En novembre, Jean Ferrat revient de sa retraite ardéchoise avec un nouveau disque. Sur ce dernier, une chanson Le bilan — une critique assez vive de l'autosatisfaction de certains milieux communistes — provoque quelque émotion : Ferrât ne craint pas de prendre l'actualité à bras le corps. Et, lorsque paraît l'intégrale de son répertoire — 113 chansons, réenregistrées avec les techniques les plus modernes —, Jean Ferrât se voit couronné par l'Académie Charles-Cros pour la qualité et l'opportunité de sa réalisation.

Tout comme Catherine Ribeiro, qui trouve avec son disque La déboussole une nouvelle distinction, en même temps qu'une consécration parisienne : elle est à l'affiche du Théâtre de la Ville, huit jours en janvier.

Sourire

Les fêtes de fin d'année posent quelques bulles de couleurs sur une ambiance quelque peu crispée. Heureusement, Guy Béart apporte un sourire bienvenu sur un refrain de circonstance : Bonne année, bonne chance promet-il sans malice aux rondes qui se forment autour des sapins de Noël de la décade nouvelle. Pendant ce temps, Chantai Goya berce le public en cols marins et barboteuses de couplets qui associent les vieux mythes (Mon ami Guignol, Bécassine) à une synthèse contemporaine des contes de fées (Le soulier qui vole). Dans un genre bien différent. Joan Baez offre à la ville de Paris une veillée de Noël de grande qualité : son récital est diffusé sur TF1 le 4 janvier. La Brésilienne Nazare Pereira donne, quant à elle, le 27 octobre à l'Olympia, puis le 27 février à la salle Wagram, une démonstration pleine de santé de ce que représente la fête du carnaval dans sa patrie.

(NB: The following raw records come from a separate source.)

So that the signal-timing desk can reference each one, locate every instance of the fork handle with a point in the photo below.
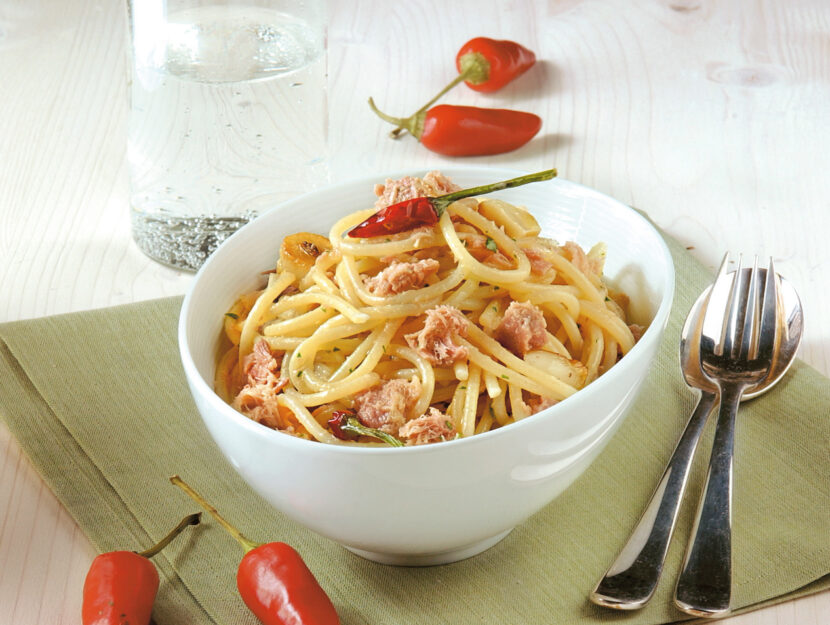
(632, 578)
(704, 587)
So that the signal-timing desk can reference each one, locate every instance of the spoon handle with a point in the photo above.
(704, 586)
(632, 578)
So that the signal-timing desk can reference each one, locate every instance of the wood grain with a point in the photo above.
(711, 116)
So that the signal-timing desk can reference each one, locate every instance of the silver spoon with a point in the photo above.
(632, 578)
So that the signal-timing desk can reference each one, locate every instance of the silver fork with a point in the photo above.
(737, 349)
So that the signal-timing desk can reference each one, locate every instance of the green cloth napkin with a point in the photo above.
(99, 402)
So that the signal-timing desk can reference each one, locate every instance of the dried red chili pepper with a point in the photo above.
(468, 130)
(346, 426)
(485, 65)
(272, 578)
(426, 211)
(121, 586)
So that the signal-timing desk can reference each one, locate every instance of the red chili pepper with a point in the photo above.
(121, 586)
(468, 130)
(488, 64)
(272, 578)
(346, 426)
(426, 211)
(485, 65)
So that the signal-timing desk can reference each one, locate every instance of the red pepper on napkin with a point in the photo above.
(273, 581)
(121, 586)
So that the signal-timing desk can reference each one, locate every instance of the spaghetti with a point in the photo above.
(429, 335)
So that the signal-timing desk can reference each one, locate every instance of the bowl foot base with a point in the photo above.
(430, 559)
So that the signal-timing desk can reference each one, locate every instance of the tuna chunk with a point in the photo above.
(258, 398)
(591, 267)
(432, 184)
(433, 427)
(522, 328)
(260, 366)
(385, 407)
(399, 277)
(539, 265)
(435, 342)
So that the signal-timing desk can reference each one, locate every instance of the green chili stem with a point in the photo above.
(356, 427)
(441, 202)
(474, 67)
(190, 519)
(247, 544)
(414, 124)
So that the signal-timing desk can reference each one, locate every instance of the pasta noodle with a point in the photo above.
(429, 335)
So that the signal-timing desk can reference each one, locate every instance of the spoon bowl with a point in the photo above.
(632, 579)
(790, 331)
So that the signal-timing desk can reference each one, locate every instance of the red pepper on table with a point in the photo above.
(488, 64)
(345, 425)
(121, 586)
(485, 65)
(468, 130)
(426, 211)
(272, 578)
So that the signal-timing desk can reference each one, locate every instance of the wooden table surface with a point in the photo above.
(712, 116)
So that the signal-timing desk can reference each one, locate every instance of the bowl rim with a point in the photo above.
(200, 385)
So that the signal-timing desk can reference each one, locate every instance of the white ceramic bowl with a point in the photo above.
(434, 503)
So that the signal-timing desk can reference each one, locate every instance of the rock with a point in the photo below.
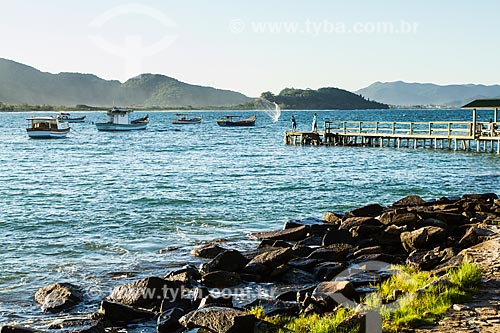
(352, 222)
(118, 313)
(292, 234)
(295, 276)
(367, 250)
(230, 260)
(220, 320)
(331, 217)
(279, 271)
(187, 276)
(411, 200)
(382, 257)
(146, 293)
(58, 297)
(328, 270)
(17, 329)
(273, 243)
(168, 321)
(336, 237)
(273, 307)
(328, 294)
(399, 219)
(314, 240)
(484, 196)
(271, 259)
(334, 252)
(431, 222)
(288, 296)
(198, 294)
(427, 260)
(304, 263)
(370, 210)
(425, 237)
(208, 251)
(78, 325)
(301, 250)
(221, 279)
(474, 235)
(224, 301)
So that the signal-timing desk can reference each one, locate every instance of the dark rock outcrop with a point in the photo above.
(220, 320)
(58, 297)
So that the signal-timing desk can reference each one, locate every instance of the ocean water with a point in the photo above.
(96, 207)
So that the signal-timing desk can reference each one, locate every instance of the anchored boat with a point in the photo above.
(228, 121)
(64, 116)
(47, 128)
(119, 120)
(183, 119)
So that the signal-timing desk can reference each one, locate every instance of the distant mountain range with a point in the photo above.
(24, 84)
(321, 99)
(409, 94)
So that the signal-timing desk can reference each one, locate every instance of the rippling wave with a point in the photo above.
(100, 205)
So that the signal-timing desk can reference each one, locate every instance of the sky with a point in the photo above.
(259, 45)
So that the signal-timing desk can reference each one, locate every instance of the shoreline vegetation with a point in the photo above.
(408, 262)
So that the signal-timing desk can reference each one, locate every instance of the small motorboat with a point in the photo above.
(119, 120)
(228, 121)
(64, 116)
(47, 128)
(183, 119)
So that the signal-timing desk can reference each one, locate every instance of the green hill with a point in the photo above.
(408, 94)
(321, 99)
(24, 84)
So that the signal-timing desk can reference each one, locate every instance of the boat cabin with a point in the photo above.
(119, 116)
(43, 123)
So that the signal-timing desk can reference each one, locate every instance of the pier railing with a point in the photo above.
(386, 128)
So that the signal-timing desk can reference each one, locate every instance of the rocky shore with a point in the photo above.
(317, 264)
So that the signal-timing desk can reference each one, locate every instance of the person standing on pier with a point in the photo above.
(294, 124)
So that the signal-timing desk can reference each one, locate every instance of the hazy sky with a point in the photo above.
(259, 45)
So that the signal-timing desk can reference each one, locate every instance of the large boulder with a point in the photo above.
(408, 201)
(78, 325)
(271, 259)
(336, 237)
(230, 260)
(395, 217)
(423, 238)
(118, 313)
(334, 252)
(58, 297)
(220, 320)
(221, 279)
(147, 293)
(329, 294)
(208, 251)
(187, 276)
(168, 321)
(332, 217)
(474, 235)
(291, 234)
(370, 210)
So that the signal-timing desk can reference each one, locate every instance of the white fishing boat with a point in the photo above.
(67, 118)
(47, 128)
(119, 120)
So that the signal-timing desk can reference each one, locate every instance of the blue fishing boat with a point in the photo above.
(119, 120)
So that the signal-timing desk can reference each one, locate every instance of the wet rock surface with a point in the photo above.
(312, 262)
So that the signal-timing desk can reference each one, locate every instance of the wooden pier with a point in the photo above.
(452, 135)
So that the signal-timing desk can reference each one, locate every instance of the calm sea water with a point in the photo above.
(94, 206)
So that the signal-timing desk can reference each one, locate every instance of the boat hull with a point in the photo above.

Mais la trêve est vite rompue : Coluche s'annonce candidat aux élections présidentielles françaises dès le début de l'année. Au même moment, Guy Bedos fait sa rentrée à Bobino, et son spectacle devient rapidement une tribune politique où l'ironie se fait corrosive et directement accusatrice, dans la tradition des bouffons d'autrefois. Son spectacle, qui connaît un grand succès, s'achève au soir du second tour de l'élection présidentielle, dans une liesse qu'il anime sans ambiguïté aucune. L'impertinence des comiques serait-elle devenue la troisième force ?

Rien, ou presque, ne modifie le parcours de cette saison. Ni le MIDEM (Marché international du disque et de l'édition musicale) qui, à Cannes, fin janvier, distribue des médailles à des talents reconnus depuis longtemps (les Hexagones de FR3). Ni le Printemps de Bourges (4-12 avril), terne et sans surprise, contrairement à ses ambitions de naguère, même s'il fait entendre des artistes de qualité : Julien Clerc, Georges Moustaki, Marie-Paule Belle, Bernard Lavilliers. Ni les mesures, rendues publiques le 27 février par Jean-Philippe Lecat, alors ministre de la Culture, en faveur de la chanson française : subventions aux festivals, création d'un Comité de la chanson française et d'un « centre de formation supérieure des variétés ». Ni, enfin et surtout, le 4 avril, à Dublin, un prix Eurovision de la chanson, médiocre, hélas, une fois de plus, qui couronne le groupe anglais Bucks Fizz pour une œuvrette dénuée de toute originalité : Making your mind up.

Succès

Il faut tendre l'oreille du côté de l'Olympia où Richard Gotainer (Primitif, Chipie) se produit aux côtés d'Eddy Mitchell, en novembre, pour respirer un air rafraîchi. Ce publicitaire, en effet, connaît l'art du langage direct, bref et imagé, celui dans lequel Alain Souchon — actuellement occupé par le cinéma — a trouvé son style et taillé ses premiers succès. Dans la même salle, quelques semaines plus tard, François Béranger, longtemps considéré comme marginal, triomphe : ce défenseur des cibistes (Canal 19) pourfend le monopole dans le même temps où la radio nationale retransmet son récital. Au Théâtre de la Ville, décidément haut lieu de découverte, Gilbert Laffaille (Kaléidoscope, Trucs et ficelles) égrène un scepticisme subtil mais puissant, tandis que Mannick, au Forum des Halles, expose la cause des femmes sur le mode non violent : des milliers d'adeptes sont au rendez-vous.